Paper long abstract:
Homelessness (üisüzdük) was an issue that sprung dramatically into public discourse in perestroika-era Frunze, the capital of the Kyrgyz Soviet Socialist Republic. The first non-official organization to be registered in the republic, ashar (denoting mutual help or solidarity) was a movement of autonomous house-builders (samostroishchiki) who, in the spring of 1989, began to seize land around the edge of Frunze to demarcate plots for individual house construction. The vast majority of these samostroishchiki were young, Kyrgyz-speaking men and women who worked in the capital city unregistered. Many had spent years living and raising children in barracks, outhouses, or gender-segregated dormitories, unable to receive the urban registration (propiska) that would entitle them to join the queue for urban housing in what was, by the late 1980s, a majority Russian city.
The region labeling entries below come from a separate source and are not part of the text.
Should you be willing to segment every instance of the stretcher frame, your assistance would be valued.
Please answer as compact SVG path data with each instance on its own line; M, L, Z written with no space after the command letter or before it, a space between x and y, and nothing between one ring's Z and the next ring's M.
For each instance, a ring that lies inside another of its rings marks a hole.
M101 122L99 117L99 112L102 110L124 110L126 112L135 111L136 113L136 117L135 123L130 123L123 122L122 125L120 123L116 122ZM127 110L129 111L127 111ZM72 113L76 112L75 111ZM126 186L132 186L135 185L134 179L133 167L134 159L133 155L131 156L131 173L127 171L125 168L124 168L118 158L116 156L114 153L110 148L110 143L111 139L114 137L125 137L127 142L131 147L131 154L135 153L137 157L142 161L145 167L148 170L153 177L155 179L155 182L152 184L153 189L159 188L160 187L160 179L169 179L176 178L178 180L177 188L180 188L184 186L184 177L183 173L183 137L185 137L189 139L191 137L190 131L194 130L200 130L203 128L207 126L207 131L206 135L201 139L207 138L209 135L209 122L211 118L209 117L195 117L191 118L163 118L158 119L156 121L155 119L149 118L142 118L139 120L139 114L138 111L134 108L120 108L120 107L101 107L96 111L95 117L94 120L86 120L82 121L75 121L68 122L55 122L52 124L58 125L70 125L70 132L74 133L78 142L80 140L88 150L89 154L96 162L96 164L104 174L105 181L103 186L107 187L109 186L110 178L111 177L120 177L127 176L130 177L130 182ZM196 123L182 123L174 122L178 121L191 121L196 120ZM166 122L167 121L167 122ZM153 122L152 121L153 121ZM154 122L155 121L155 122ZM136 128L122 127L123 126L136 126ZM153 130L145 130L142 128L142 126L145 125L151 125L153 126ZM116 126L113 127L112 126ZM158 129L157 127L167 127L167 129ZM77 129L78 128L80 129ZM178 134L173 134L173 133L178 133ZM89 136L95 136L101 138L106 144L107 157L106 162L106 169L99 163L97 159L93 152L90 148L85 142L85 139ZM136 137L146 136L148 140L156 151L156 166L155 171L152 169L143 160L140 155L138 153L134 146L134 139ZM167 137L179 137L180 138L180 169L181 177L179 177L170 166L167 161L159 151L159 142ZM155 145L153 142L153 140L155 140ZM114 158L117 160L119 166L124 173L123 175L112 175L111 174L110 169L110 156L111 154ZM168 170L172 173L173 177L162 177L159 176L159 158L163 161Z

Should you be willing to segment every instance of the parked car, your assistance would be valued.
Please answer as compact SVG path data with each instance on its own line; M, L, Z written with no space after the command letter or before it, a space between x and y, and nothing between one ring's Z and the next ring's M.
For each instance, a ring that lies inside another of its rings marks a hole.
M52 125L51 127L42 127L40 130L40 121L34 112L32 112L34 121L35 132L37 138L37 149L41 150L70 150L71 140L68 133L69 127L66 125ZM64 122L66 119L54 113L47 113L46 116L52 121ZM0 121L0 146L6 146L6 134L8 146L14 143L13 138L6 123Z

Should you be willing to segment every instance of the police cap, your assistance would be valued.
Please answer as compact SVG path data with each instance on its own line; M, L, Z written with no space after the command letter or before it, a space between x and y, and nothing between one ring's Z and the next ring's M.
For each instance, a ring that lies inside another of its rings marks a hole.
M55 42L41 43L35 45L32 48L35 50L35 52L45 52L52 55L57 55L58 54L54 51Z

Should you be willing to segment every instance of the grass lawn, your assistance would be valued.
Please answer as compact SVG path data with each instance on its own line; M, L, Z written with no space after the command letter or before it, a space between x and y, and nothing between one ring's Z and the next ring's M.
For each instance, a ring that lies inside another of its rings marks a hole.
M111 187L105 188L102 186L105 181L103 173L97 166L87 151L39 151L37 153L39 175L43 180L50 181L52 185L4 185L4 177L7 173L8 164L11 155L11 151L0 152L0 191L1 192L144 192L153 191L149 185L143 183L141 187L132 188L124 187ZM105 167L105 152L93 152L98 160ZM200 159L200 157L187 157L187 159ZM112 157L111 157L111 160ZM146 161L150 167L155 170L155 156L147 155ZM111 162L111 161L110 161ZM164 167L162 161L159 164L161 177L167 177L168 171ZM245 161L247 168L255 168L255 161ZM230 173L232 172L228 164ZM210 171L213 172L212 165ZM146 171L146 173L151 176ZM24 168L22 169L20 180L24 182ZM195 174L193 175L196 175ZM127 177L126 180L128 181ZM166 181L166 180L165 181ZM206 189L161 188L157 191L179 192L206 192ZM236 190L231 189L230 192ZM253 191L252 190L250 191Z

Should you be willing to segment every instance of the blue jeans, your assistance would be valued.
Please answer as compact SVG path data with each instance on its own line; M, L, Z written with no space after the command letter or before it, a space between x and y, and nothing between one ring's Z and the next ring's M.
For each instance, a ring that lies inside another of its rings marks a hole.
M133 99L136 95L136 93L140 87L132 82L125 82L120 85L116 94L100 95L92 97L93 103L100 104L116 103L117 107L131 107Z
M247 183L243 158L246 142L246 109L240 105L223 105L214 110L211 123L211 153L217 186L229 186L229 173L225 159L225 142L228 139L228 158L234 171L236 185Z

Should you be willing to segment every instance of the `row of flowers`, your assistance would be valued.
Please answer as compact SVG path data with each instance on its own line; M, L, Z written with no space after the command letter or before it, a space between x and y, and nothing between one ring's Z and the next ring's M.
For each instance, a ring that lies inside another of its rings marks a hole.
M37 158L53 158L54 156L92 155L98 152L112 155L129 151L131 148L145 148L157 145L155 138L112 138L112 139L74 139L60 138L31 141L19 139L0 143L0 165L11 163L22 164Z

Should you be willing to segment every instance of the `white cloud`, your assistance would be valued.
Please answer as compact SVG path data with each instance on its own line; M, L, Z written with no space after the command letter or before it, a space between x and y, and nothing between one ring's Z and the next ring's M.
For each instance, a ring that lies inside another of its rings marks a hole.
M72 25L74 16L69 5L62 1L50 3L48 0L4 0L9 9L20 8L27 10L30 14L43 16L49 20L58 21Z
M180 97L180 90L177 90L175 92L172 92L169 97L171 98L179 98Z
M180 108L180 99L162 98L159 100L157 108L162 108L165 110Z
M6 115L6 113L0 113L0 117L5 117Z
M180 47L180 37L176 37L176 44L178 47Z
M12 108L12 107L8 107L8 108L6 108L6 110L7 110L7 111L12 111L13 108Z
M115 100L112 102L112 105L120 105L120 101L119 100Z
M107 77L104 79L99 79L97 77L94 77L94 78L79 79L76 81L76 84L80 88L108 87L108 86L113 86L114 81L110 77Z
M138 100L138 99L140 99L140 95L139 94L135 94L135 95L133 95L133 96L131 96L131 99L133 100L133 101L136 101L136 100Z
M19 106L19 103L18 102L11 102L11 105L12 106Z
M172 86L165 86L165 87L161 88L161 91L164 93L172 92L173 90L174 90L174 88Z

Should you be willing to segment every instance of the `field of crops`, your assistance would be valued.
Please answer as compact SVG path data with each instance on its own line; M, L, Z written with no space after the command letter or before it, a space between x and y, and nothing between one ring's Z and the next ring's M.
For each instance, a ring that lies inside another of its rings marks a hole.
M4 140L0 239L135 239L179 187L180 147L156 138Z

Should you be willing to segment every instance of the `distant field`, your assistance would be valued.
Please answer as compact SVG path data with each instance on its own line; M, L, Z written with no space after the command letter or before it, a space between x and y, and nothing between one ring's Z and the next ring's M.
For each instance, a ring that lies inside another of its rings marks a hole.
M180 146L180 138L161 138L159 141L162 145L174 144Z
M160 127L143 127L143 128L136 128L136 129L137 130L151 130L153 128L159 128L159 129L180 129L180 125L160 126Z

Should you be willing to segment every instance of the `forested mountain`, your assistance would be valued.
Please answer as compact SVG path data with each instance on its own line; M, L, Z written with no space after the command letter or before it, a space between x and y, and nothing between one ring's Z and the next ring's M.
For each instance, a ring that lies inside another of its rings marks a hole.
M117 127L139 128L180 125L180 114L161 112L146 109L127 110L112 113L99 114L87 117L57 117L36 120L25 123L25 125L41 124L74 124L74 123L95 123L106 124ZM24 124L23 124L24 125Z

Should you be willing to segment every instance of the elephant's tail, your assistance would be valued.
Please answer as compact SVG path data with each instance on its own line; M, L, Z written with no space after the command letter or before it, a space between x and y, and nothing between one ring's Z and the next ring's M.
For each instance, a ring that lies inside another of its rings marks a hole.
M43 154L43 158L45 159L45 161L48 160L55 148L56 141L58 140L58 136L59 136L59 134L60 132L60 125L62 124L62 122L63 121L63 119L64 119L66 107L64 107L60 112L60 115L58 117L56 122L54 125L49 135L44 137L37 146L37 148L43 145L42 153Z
Ashar was quickly labelled a ‘nationalist’ organization by the Soviet authorities: a characterization that has inflected the still-limited portrayals of the movement in anglophone scholarly literature. Dismissed by central newspapers as ‘land-grabbers’ or ‘squatters’, a closer analysis of the ashar movement reveals a complex initiative to visibilise and politicise the right to a home in a context where homelessness was deemed not to exist. Drawing on extensive Kyrgyz-language sources, including newspapers, pamphlets, memoirs and oral histories, this paper reveals the case of an (ultimately successful) claim to be seen by the late Soviet state and a right to a home: a movement, the legacy of which is still felt in the growth of unregistered settlements around contemporary Bishkek.
Paper short abstract:
The paper deals with socialist housing policy and post-socialist transformation and privatization from the specific perspective of a marginalized group of Roma. It traces (dis)continuities of the exclusion of the Roma as a special ethno-social group for whom housing appears to be crucial.
Paper long abstract:
In my contribution, I would like to look at (post-)socialist housing in Czechoslovakia and later in the Czech Republic from the perspective of a marginalized group of Roma. In doing so, I draw on detailed historical and field research of the town of Most located in one of the most important socialist mining region in the Northern Bohemia, and the adjacent Chanov panel housing estate, which was built in the late 1970s mainly for Romani residents. Until then, they had been concentrated in the centre of the old town, which was gradually being liquidated due to lignite mining. In the specific field of socialist housing policy, the Roma may represent a special chapter, and it is relevant to ask to what extent the egalitarian socialist regime ensured equal access to housing for all groups. In their case, how did it fulfil the promise of the right to use the flat as a measure of privatism replacing private ownership. The Chanov housing estate, gradually referred to as a ghetto, is an extreme case of the socialist state's more general approach to the Roma as an ethno-social group that requires special treatment and access, despite its ideological proclamations. The process of transformation and privatization in the early 1990s also affected the then already relatively devastated Chanov, not at the level of individual apartments, but at the level of privatization of public space and services. This was also linked to the resignation to municipal and housing administration, the roots of which can be traced back to the socialist period. The post-socialist transformation of urban settlements with a high proportion of the Romani population began to create a sphere around which more general socio-economic trends were reflected, but in a somewhat different way. Housing remains, as under socialism, the sphere in which differences between the majority society and the Roma minority are created and reproduced.